La Organización Panamericana de la Salud (OPS) reveló este miércoles que América es el epicentro mundial de la epidemia de viruela símica, ya que ha notificado más de 30.000 casos.

Carissa F. Etienne, directora de la organización, reveló en conferencia de prensa que la mayoría de los casos se concentran en EE.UU., Brasil, Perú y Canadá.

Confirmó, además, que las personas contagiadas son principalmente hombres que mantienen relaciones sexuales con otros hombres.

Sin embargo, ya se han notificado al menos 145 casos en mujeres y 54 en personas menores de 18 años.

La funcionaria explicó que, a raíz de una petición de los estados miembros, la OPS cerró un acuerdo con el productor de la vacuna contra la viruela símica para ponerla a disposición de los países de la región.

Más allá de esta alternativa, precisó que ante la escasez mundial de vacunas y la falta de un tratamiento eficaz, lo más importante es intensificar los esfuerzos para prevenir la propagación del virus.

Ello incluye campañas de comunicación efectivas, «con mensajes prácticos, honestos y específicos, para que todo el mundo sepa cómo se transmite la viruela símica, cómo identificar los síntomas específicos y cuándo buscar atención médica».

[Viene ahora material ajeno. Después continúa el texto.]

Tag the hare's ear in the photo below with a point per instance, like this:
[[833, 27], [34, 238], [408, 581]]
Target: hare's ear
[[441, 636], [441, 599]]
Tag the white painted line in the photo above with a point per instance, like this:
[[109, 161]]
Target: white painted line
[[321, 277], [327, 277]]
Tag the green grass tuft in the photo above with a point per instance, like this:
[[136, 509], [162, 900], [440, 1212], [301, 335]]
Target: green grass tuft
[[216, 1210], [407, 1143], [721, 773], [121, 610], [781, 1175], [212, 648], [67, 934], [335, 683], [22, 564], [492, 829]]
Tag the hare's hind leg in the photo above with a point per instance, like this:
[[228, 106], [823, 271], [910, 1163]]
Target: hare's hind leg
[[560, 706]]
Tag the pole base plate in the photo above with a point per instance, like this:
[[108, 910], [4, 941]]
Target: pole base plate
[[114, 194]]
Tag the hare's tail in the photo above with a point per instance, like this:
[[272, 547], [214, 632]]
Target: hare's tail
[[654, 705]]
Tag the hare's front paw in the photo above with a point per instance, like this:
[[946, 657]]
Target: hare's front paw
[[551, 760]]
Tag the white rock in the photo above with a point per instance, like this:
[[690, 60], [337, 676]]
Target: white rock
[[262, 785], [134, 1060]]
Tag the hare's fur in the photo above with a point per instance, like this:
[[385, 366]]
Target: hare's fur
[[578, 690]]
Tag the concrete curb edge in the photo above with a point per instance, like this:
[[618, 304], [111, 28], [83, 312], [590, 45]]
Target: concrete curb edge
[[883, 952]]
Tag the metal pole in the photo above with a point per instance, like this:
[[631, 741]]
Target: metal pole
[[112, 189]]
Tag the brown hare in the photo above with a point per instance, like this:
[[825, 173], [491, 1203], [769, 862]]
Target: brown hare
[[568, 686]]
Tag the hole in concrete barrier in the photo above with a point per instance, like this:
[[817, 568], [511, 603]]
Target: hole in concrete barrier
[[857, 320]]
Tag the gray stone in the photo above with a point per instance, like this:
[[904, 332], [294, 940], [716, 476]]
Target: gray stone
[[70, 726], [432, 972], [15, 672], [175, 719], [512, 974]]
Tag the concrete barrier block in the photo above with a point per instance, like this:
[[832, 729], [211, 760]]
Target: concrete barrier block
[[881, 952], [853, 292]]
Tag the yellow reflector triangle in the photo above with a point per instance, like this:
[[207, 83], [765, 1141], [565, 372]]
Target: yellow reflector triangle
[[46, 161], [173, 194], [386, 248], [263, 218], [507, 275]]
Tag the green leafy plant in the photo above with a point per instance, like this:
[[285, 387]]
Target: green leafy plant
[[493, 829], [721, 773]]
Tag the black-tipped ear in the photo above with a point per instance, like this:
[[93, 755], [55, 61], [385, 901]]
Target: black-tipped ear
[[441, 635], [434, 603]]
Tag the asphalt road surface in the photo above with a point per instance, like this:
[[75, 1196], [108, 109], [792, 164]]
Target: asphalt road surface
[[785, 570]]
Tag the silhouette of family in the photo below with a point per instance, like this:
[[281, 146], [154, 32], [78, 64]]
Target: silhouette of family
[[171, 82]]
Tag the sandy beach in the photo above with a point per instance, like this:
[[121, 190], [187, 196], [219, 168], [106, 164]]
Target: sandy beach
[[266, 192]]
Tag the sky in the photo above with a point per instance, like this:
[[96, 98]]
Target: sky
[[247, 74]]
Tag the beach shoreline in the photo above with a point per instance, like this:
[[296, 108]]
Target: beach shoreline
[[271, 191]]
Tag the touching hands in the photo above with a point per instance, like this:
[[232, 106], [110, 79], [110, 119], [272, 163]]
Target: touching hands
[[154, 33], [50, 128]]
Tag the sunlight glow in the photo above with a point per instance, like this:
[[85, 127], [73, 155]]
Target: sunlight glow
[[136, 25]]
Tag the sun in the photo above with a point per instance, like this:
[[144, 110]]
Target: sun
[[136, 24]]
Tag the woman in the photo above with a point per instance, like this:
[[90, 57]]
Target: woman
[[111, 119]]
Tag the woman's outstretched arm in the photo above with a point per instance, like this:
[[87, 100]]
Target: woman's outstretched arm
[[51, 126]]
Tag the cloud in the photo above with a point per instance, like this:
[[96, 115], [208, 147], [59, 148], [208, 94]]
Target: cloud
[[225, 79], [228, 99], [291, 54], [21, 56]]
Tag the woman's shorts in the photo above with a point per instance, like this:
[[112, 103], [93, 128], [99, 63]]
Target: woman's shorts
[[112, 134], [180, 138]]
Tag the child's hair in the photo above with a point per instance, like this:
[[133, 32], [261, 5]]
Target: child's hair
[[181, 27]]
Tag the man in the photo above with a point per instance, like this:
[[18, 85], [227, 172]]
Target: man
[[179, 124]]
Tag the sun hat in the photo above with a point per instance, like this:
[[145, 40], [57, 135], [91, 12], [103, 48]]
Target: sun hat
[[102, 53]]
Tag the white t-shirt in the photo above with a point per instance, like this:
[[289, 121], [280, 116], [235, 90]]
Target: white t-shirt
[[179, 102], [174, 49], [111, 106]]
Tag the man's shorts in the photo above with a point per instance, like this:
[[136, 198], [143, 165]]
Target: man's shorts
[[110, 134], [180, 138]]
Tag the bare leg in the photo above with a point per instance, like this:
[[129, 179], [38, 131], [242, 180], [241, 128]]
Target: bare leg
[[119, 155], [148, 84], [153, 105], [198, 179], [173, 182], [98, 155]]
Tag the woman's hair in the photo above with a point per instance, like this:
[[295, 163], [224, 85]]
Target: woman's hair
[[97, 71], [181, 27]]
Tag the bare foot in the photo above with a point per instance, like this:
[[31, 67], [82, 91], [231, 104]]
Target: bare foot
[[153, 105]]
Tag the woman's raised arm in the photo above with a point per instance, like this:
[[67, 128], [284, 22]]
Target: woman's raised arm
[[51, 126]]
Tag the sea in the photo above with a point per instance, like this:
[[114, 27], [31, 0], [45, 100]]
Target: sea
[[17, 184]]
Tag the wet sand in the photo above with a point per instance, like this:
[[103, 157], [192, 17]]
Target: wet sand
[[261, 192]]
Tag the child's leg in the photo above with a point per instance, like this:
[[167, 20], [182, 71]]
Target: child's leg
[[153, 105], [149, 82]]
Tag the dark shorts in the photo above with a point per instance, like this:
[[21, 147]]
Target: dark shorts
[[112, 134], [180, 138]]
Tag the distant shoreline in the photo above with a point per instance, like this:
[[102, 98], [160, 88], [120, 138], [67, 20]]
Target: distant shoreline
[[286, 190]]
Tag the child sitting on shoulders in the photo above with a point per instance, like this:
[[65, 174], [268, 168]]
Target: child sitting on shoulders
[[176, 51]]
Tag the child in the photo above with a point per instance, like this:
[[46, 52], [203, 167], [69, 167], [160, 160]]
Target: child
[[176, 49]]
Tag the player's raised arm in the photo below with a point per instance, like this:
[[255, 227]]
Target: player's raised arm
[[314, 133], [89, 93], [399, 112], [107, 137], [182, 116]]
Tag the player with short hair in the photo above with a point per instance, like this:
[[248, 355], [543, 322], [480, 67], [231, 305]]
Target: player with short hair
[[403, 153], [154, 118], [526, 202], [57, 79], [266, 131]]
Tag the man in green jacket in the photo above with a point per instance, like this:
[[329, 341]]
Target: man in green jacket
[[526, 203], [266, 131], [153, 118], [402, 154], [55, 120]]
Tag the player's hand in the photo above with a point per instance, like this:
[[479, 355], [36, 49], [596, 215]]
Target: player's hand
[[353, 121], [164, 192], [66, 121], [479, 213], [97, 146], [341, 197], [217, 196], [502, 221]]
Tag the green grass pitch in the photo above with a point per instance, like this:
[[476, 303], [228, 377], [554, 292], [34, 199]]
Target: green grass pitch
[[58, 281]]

Etienne también pidió que se aumente y descentralice la capacidad de realizar pruebas, en particular para las poblaciones de alto riesgo, y que se garantice que los trabajadores de salud estén capacitados para identificar los síntomas y proporcionar una atención respetuosa y de alta calidad.

Por otra parte, solicitó a los países que aborden el estigma que rodea a la enfermedad, ya que esto aleja a las personas en riesgo de la información que necesitan, las pruebas y la atención médica.

«El estigma no tiene cabida en la salud pública. Si no somos proactivos para superar estas barreras, la viruela símica se propagará en silencio», alertó.

Con respecto al trabajo específico de la OPS, precisó que ya está trabajando con los países de la región para dar prioridad a las dosis limitadas de vacunas existentes para los grupos de alto riesgo y reforzar la realización de pruebas de detección.

También ha elaborado orientaciones y brindado talleres para apoyar los esfuerzos de los países por involucrar a las comunidades afectadas.

«Como vimos con la respuesta mundial a la Covid-19, el acceso a recursos y la colaboración sostenida son fundamentales para detener un virus. Una respuesta de salud pública eficaz requiere que seamos decisivos, que actuemos con rapidez y que demos prioridad para apoyar a los más vulnerables de nuestra región», señaló.